Adam Bultman writes:
For about 6 months, it was only the one "large" server (The ~22k user
one) and things ran fine. We have a Foundry SI4G load balancer which we
were using to load balance LDAP requests over 3 servers (one linux, two
solaris.)
What we found is that Courier-authdaemon will make a heck of a lot of
connections to LDAP, and never close them down
No, it doesn't. Each authdaemon will open exactly one LDAP connection, that
will remain open as long as authdaemon is running, or until there's 1-2
minutes of inactivity. There may be a temporary second connection, if you
use authenticated binds, but there will never be more than two persistent
LDAP connections from a single authdaemon processes.
I have also tried changing the number of daemons that the authdaemon
fires up, but that doesn't seem to make much of a difference. It has
ranged from 500 to 55 (I have it at 55 currently) but no matter what,
courier tempfails and irritates the users.
55 connections is required for, maybe, Yahoo or AOL. For you, it's overkill,
and the default of five authdaemon processes should be sufficient.
Assuming a very generous 100 milliseconds per LDAP lookup, a single
authdaemon process will handle ten lookups per second. Five of them will
handle fifty a second, three hundred a minute, and 18,000 per hour.
So, unless all of your 22K users logs on more often than once an hour, five
connections will be more than enough.
I'm at the end of my rope, and I can't figure out what to do next.
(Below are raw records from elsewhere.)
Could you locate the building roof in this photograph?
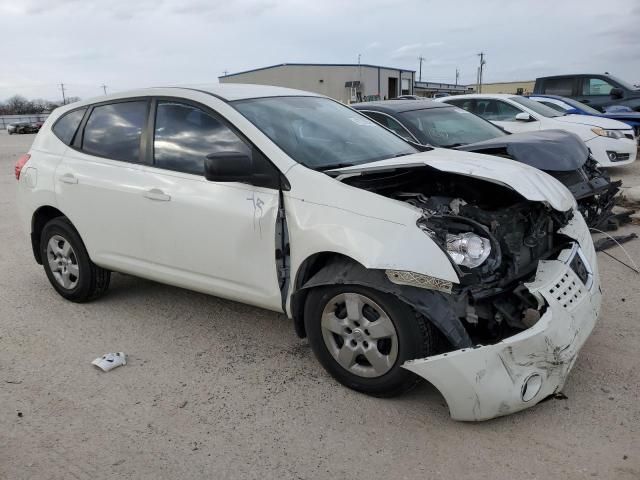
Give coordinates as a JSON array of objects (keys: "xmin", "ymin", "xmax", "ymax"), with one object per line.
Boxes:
[
  {"xmin": 350, "ymin": 99, "xmax": 451, "ymax": 113},
  {"xmin": 218, "ymin": 63, "xmax": 416, "ymax": 78},
  {"xmin": 437, "ymin": 94, "xmax": 521, "ymax": 102}
]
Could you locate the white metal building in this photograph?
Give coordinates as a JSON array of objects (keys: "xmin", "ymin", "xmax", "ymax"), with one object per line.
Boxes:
[{"xmin": 218, "ymin": 63, "xmax": 415, "ymax": 103}]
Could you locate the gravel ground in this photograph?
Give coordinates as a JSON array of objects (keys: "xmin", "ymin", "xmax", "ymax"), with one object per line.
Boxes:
[{"xmin": 0, "ymin": 132, "xmax": 640, "ymax": 480}]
Any
help would be appreciated.
More than likely your load balancer is broken, and must be fixed. My guess
is that it assumes that LDAP connections are short term connections. And
they are, with most simple-minded LDAP clients, that bind, query, and
disconnect. Authdaemon is more efficient than that. It opens a connection
and holds it open, avoiding the utterly useless waste of time for connecting
and disconnecting from the LDAP server, for each authentication time.
Each authdaemon is probably connecting to your LDAP server, through your
load balancer, with the first authentication attempt. After the response is
received, the load balancer assumes that the connection is no longer needed,
and drops it from its memory, but as far as the authdaemon and LDAP server
is concerned, it's still a valid connection.
With the next connection attempt, authdaemon gets a broken socket
indication, since the load balancer has dropped the first connection from
memory, and automatically reconnects to the LDAP server, that still thinks
the first connection exists.
It won't take long before everything comes crashing down.